Ce texte vise donc à rappeler, à grands traits, les intérêts de l’UE dans le monde arabe pour en finir avec les clichés, glanés ici et là, qui consistent à décrire le monde arabe comme « un panier de crabes », une «arrière-cour», une zone «inutile et désespérante», ou tout simplement un «casse-tête sécuritaire». Parmi les nombreux intérêts de l’Europe, j’en épinglerai ici les trois principaux : l’intérêt géopolitique, l’intérêt économique et l’intérêt énergétique.
L’intérêt géopolitique et géostratégique
Situé au point d’intersection de trois continents, le monde arabe est un noeud géographique et un lieu de passage pour la navigation maritime, aérienne et le transport terrestre. Il relie la Méditerranée à l’Océan Indien à travers le Canal de Suez, et à l’Océan Atlantique à travers le détroit de Gibraltar. Situé dans le voisinage immédiat de l’Europe, le monde arabe a une triple fonction : c’est une clé, un carrefour et un corridor (les 3 C). Par conséquent, la stabilité de ce noeud géographique est le premier intérêt vital de l’Europe. En effet, toute perturbation régionale (conflits, guerre civile, mise en question du statu quo régional, etc.) est considérée par l’Europe comme une atteinte à cet intérêt vital. Que l’on se rappelle de la fermeture du Canal de Suez après la guerre de 1967, les conséquences néfastes des nombreuses guerres israélo-arabes, les retombées négatives de la guerre civile algérienne entre 1992 et 2000 en termes d’exode de populations ou même de terrorisme exporté, les actes de piraterie sur les côtes somaliennes, ou, plus près de nous, les flux de réfugiés syriens et irakiens (2015-2018) pour ne prendre que ces quelques exemples.
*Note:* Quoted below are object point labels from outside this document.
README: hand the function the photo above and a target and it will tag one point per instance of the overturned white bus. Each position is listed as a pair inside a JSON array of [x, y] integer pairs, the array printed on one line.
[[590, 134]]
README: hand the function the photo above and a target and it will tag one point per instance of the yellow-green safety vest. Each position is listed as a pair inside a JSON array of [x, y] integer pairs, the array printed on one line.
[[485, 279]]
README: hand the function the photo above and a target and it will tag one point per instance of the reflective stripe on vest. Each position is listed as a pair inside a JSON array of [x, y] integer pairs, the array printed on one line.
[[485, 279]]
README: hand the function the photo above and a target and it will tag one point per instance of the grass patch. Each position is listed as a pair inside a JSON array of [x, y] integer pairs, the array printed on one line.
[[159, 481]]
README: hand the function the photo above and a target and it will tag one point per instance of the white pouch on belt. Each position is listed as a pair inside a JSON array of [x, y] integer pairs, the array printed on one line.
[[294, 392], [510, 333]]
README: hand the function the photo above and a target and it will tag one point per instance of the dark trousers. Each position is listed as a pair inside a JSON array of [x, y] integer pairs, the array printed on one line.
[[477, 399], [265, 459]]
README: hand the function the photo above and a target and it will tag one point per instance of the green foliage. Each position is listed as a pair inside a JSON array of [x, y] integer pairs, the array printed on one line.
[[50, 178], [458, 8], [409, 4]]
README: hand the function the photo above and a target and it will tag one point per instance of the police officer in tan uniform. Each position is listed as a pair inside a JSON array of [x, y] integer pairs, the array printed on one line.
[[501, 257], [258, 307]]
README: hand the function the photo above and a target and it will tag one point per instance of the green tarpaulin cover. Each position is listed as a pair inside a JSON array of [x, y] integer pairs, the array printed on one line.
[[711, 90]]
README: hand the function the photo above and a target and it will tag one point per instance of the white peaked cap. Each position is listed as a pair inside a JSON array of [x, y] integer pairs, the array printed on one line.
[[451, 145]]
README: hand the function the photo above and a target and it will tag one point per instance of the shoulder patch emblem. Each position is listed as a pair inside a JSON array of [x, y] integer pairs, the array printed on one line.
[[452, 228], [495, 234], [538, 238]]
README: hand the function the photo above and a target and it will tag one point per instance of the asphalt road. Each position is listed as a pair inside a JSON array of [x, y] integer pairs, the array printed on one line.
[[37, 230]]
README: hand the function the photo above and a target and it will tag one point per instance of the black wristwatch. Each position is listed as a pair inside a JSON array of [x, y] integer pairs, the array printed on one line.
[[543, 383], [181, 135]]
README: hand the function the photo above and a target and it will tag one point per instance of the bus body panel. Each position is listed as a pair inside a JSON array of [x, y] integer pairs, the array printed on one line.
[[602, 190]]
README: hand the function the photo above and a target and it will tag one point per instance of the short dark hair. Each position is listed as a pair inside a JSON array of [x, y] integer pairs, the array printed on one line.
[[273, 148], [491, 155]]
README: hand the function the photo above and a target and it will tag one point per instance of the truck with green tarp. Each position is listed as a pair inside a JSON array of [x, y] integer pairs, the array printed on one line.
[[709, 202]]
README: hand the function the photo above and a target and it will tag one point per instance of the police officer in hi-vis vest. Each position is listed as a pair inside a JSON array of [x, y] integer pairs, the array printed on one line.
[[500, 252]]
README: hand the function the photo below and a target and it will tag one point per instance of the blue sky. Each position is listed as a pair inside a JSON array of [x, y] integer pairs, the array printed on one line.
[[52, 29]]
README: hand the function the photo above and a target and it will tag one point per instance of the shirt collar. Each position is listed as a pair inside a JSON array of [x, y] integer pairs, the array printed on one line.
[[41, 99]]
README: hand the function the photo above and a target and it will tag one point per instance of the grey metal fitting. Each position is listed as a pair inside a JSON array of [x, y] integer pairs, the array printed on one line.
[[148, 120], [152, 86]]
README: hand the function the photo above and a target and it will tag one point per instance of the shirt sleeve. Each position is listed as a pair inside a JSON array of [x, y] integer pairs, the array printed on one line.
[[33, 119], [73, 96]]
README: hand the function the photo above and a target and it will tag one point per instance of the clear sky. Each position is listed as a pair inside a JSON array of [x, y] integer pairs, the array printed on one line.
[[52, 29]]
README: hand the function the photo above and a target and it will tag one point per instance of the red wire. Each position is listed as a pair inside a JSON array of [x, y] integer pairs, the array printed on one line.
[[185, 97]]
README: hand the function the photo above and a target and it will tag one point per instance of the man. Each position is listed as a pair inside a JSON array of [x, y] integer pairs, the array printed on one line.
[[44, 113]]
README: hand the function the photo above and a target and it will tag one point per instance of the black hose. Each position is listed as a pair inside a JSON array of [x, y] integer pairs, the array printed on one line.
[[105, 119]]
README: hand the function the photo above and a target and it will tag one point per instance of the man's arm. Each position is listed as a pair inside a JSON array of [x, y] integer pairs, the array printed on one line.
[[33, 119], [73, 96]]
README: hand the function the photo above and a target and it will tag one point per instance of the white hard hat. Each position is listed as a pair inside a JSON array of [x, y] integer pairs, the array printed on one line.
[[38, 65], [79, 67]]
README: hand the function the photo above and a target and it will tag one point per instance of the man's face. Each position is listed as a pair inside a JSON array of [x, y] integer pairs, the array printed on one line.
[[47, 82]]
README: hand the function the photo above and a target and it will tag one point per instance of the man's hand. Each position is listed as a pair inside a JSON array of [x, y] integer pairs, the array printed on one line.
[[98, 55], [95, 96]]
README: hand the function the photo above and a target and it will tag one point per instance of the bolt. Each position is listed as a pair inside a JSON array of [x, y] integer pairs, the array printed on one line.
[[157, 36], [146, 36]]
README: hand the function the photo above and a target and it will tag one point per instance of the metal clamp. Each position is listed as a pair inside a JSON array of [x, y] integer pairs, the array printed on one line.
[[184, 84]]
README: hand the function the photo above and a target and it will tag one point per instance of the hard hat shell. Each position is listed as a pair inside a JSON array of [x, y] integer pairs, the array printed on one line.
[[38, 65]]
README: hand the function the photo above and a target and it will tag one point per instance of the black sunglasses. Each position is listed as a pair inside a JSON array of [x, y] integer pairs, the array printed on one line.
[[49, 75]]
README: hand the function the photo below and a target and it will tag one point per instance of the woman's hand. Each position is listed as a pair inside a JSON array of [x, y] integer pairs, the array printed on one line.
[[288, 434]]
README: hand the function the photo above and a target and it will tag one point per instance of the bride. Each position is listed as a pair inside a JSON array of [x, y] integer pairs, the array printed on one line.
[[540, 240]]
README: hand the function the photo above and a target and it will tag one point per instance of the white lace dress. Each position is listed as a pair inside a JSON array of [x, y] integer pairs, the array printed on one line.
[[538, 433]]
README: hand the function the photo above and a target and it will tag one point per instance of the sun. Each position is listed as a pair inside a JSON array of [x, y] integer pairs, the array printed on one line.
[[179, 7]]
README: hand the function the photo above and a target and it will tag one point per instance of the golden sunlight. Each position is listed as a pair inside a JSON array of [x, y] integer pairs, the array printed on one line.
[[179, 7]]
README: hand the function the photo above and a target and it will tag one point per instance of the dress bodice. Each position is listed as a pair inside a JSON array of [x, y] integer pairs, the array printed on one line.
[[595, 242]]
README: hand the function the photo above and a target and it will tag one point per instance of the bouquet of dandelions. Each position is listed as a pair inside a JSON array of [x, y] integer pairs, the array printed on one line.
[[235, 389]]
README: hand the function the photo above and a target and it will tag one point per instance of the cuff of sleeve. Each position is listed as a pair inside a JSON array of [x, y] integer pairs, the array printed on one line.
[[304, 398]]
Compte tenu de la proximité géographique, tout trouble dans le monde arabe rejaillit, automatiquement, sur l’Europe, sous forme de violence, de flux migratoires incontrôlés, d’exode de citoyens européens et de diminution des échanges.
A rebours des discours de ceux qui affirment que l’Europe est indifférente à l’insécurité régionale du monde arabe, je suis fermement convaincu que l’UE se porterait mieux si le monde arabe était mieux gouverné, plus stable et plus sûr. Que sa politique soit en deçà de ses ambitions, c’est une autre question à laquelle j’ai déjà consacré de nombreux ouvrages.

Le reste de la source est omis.